A preacher from a house church, which typically are illegal but tolerated in much of China, said that his cross and pictures of Jesus were removed in May and replaced with a picture of Chairman Mao. 

“All impoverished households in the town were told to display Mao Zedong images,” the preacher told Bitter Winter. “The government is trying to eliminate our belief and wants to become God instead of Jesus.”

In addition to Shanxi, Christians in other provinces have reported similar treatment from government officials.

In Jiangxi, which has seen multiple reports of Christian persecution in the last year, a Christian reported that his disability payment was revoked because of his attendance at church.

His wife reported to Bitter Winter that he was told they would be “treated as anti-Party elements” if they did not stop going to church. 

A member of the Three-Self Church, who is a woman in her 80s who lives in the province of Jiangxi, reported that she lost her government aid after she said “Thank God” upon receiving a subsidy payment. 

“They expected me to praise the kindness of the Communist Party instead,” she reported.

In April, another elderly woman from the Henan province reported that her minimum living allowance was canceled when officials discovered a cross on her house’s door. The woman, who is a diabetic and needs frequent injections, lost all government aid due to her religious beliefs. 

In Shandong province, officials raided the home of a Christian man and posted images of Mao and Xi Jinping. The Christian told Bitter Winter that Mao and Xi Jinping were the “greatest Gods.” 

“If you want to worship somebody, they are the ones,” the official told the man in Shandong. 

Since 2015, the Communist government has pushed forward with a program of “sinicization” of religion.
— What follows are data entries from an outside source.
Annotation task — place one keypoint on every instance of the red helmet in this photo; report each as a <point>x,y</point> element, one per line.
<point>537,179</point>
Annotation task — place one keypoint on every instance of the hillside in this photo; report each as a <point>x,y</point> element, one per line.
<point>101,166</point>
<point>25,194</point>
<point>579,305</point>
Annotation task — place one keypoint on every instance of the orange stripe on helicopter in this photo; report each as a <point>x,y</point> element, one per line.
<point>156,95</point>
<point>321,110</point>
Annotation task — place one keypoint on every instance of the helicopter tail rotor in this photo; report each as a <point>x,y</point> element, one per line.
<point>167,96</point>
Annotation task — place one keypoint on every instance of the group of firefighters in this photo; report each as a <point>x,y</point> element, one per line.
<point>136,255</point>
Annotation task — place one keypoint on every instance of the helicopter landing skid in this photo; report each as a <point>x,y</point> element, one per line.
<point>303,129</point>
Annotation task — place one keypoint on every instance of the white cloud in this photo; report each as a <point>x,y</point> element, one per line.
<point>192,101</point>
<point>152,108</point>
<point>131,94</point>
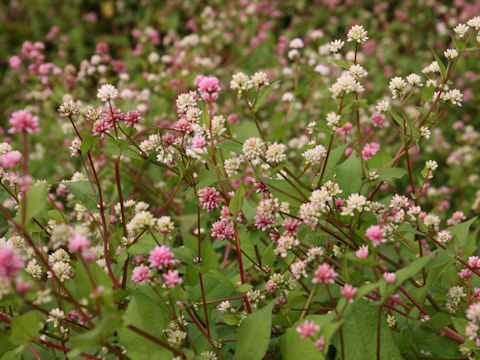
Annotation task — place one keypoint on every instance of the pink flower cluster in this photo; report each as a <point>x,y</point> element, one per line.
<point>376,234</point>
<point>209,198</point>
<point>10,159</point>
<point>369,150</point>
<point>208,86</point>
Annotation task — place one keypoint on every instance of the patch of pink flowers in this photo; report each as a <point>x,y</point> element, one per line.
<point>172,278</point>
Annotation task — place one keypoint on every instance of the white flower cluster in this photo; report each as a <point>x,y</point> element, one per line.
<point>346,83</point>
<point>107,92</point>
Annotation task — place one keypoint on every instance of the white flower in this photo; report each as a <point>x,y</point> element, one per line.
<point>432,68</point>
<point>396,86</point>
<point>55,316</point>
<point>474,22</point>
<point>414,80</point>
<point>253,148</point>
<point>357,33</point>
<point>75,146</point>
<point>450,53</point>
<point>293,54</point>
<point>454,96</point>
<point>241,82</point>
<point>336,45</point>
<point>296,43</point>
<point>461,30</point>
<point>276,153</point>
<point>382,106</point>
<point>357,71</point>
<point>346,83</point>
<point>107,92</point>
<point>333,120</point>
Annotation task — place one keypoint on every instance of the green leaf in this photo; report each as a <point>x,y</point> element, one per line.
<point>237,201</point>
<point>105,328</point>
<point>292,345</point>
<point>88,143</point>
<point>36,202</point>
<point>360,334</point>
<point>25,327</point>
<point>253,336</point>
<point>262,96</point>
<point>460,233</point>
<point>149,315</point>
<point>349,175</point>
<point>84,193</point>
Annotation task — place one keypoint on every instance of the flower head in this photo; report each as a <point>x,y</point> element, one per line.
<point>23,120</point>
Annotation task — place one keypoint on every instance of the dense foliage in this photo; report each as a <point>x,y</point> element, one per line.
<point>239,180</point>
Regular reports of churches being demolished, priests and bishops being harassed and arrested, and strict censorship being imposed on religious teaching continue to emerge from the country.

In some areas, churches were made to remove displays of the decalogue and replace them with sayings of president Xi Xinping. 

In Xinjiang, anywhere from 900,000 to 1.8 million mostly-Muslim Uyghurs are estimated to be in the system of more than 1,300 detention camps set up by Chinese authorities, ostensibly for “re-education” purposes. Survivors have reported indoctrination, beatings, forced labor, forced abortions and sterilizations, and torture in the camps.